The next event in the Keeper Olympics was the most challenging. A pair from each team had to work together for a behavior training exercise. One Keeper from each pair had to train a new behavior to their partner, but couldn’t use most words or movements. The “trainer” was only allowed to positively reinforce their “animal” with a clicker, Hershey Kisses as treats and by saying “good job”. Once the “animal” completed the behavior, they also had to tell the “trainer” what the final behavior was. The first team to complete the behavior training won the challenge, with the Non-Zoo team winning this round.

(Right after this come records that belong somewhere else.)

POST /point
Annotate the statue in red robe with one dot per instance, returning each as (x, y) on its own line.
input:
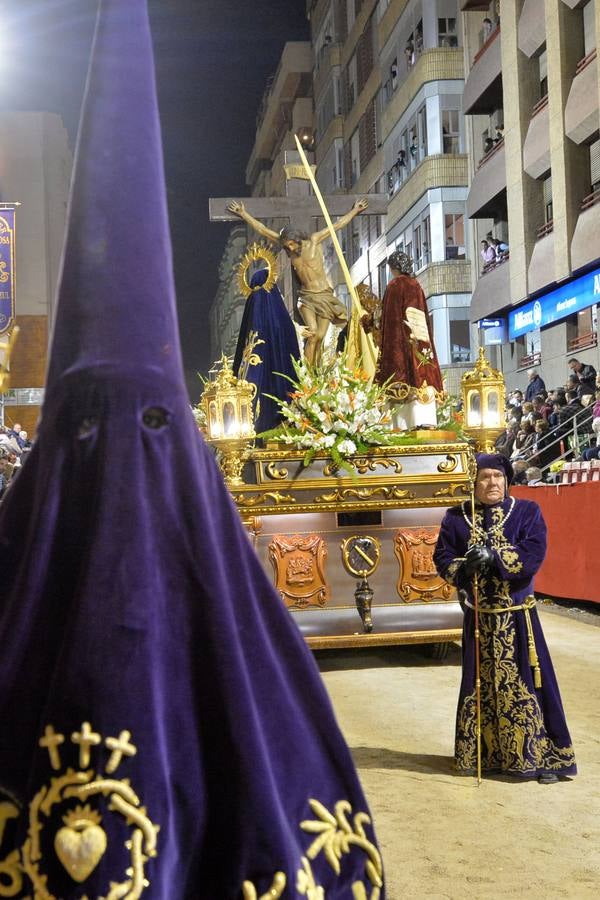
(407, 352)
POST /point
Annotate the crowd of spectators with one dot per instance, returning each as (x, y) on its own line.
(14, 447)
(545, 426)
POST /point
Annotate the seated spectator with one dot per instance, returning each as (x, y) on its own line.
(9, 441)
(527, 413)
(523, 442)
(553, 418)
(593, 452)
(573, 386)
(500, 249)
(542, 406)
(545, 448)
(536, 384)
(568, 412)
(520, 466)
(488, 254)
(596, 407)
(505, 443)
(585, 375)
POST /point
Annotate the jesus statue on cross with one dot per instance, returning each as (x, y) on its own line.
(317, 303)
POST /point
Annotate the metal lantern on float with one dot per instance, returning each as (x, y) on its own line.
(483, 395)
(227, 405)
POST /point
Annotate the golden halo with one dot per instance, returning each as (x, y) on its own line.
(252, 254)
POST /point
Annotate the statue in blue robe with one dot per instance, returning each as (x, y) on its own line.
(523, 727)
(265, 313)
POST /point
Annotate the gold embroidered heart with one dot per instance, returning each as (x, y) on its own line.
(80, 848)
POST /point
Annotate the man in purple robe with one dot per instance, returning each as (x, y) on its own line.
(164, 731)
(523, 727)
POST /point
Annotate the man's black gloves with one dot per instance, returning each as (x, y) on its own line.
(478, 559)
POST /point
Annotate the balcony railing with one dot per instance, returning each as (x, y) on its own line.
(583, 341)
(539, 106)
(497, 145)
(488, 267)
(591, 199)
(548, 228)
(490, 40)
(585, 61)
(530, 361)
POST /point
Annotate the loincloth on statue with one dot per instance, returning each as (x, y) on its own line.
(325, 305)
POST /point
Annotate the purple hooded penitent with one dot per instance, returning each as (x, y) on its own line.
(164, 732)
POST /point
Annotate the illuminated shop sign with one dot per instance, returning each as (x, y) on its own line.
(555, 305)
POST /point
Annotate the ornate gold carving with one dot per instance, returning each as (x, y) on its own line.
(6, 349)
(276, 890)
(361, 554)
(299, 564)
(387, 493)
(277, 497)
(253, 254)
(275, 473)
(364, 464)
(336, 836)
(449, 465)
(82, 842)
(418, 579)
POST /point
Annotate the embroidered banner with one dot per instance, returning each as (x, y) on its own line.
(7, 268)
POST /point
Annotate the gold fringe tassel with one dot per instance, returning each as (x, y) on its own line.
(533, 657)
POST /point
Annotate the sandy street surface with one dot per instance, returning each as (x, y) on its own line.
(441, 835)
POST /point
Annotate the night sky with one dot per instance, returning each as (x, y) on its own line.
(212, 59)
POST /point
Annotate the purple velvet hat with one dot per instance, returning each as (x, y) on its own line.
(165, 731)
(496, 461)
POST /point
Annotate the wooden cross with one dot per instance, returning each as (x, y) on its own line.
(300, 211)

The following game was the Puzzle Feeder challenge. This involves one Keeper from each team attempting to retrieve the Hershey Kisses from the enrichment items the fastest. Although the task at hand seemed easy, the size of the treats in relation to the holes in the feeders made it tricky. Ultimately the Non-Zoo team finished first and the chocolate treats were passed around as a victory prize.

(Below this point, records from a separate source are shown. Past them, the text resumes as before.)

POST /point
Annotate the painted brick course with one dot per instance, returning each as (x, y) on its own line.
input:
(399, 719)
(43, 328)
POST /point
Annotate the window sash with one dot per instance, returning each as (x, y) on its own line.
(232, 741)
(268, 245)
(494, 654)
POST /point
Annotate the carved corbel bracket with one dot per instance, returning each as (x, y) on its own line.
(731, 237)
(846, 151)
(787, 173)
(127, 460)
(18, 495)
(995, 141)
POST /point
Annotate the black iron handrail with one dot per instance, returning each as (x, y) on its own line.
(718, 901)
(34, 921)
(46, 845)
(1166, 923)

To test their artistic abilities once again, Keepers were given the task of sculpting meat, which was not suitable to feed to the animals, into a rhinoceros. Two Keepers from each team put on gloves and began crafting their rhinos, some adults and some calves, and then all of Keepers voted on their favorite of the four masterpieces. The VZ team was chosen as the victors for having the most votes.

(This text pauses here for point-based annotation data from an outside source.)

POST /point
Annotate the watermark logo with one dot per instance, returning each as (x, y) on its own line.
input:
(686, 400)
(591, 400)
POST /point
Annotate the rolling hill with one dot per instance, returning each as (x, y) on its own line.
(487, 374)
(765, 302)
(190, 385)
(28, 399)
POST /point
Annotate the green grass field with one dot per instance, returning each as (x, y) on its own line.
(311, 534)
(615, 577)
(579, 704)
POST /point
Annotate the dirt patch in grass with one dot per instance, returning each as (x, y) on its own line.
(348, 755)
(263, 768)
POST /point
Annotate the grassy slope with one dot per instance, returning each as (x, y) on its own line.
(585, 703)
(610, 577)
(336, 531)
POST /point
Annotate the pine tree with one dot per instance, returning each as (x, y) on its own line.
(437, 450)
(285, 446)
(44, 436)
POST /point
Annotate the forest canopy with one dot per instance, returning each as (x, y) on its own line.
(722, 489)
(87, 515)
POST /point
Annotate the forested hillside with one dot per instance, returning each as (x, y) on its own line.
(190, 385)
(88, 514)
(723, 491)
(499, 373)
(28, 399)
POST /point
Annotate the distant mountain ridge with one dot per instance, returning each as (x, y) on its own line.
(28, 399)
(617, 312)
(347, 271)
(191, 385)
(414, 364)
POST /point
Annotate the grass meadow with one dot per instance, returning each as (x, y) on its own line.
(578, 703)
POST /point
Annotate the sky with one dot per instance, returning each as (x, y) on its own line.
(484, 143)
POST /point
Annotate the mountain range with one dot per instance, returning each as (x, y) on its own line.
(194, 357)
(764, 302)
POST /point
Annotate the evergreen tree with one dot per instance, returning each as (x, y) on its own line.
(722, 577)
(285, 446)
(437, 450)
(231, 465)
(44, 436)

The Olympics was turning out to be a close race, with the VZ team losing by one game. If they could win the last challenge, the Feed Sack Race, they could force the competition into a tiebreaker. But did they do it? Keepers from both teams hopped as hard and fast as they could in their tiny sacks, tagging their teammates along the way. In the end, the VZ team undoubtedly crossed the finish line first, knocking down the box tower along the way and sending the Olympics into a tiebreaker round.

Unexpectedly, what was once a runaway game for the Non-Zoo team, the Olympics champion would now be decided by another round of Animal Charades. As Keepers from both teams did their best animal impersonations, only one team could win the golden shovel. For the second year in a row, the Non-Zoo team took first prize, which of course also comes with major bragging rights. No matter who won or lost, all Keepers had fun, but the VZ team is already determined to be triumphant next year.

The Keeper Olympics was not only a great way for Keepers from multiple organizations to spend some quality time together, but it also gave them the opportunity to come together as an AAZK Chapter to support conservation programs. Keepers spared a few moments in between games to choose the Wildlife S.O.S. as the conservation organization to donate to in honor of National Keeper Week.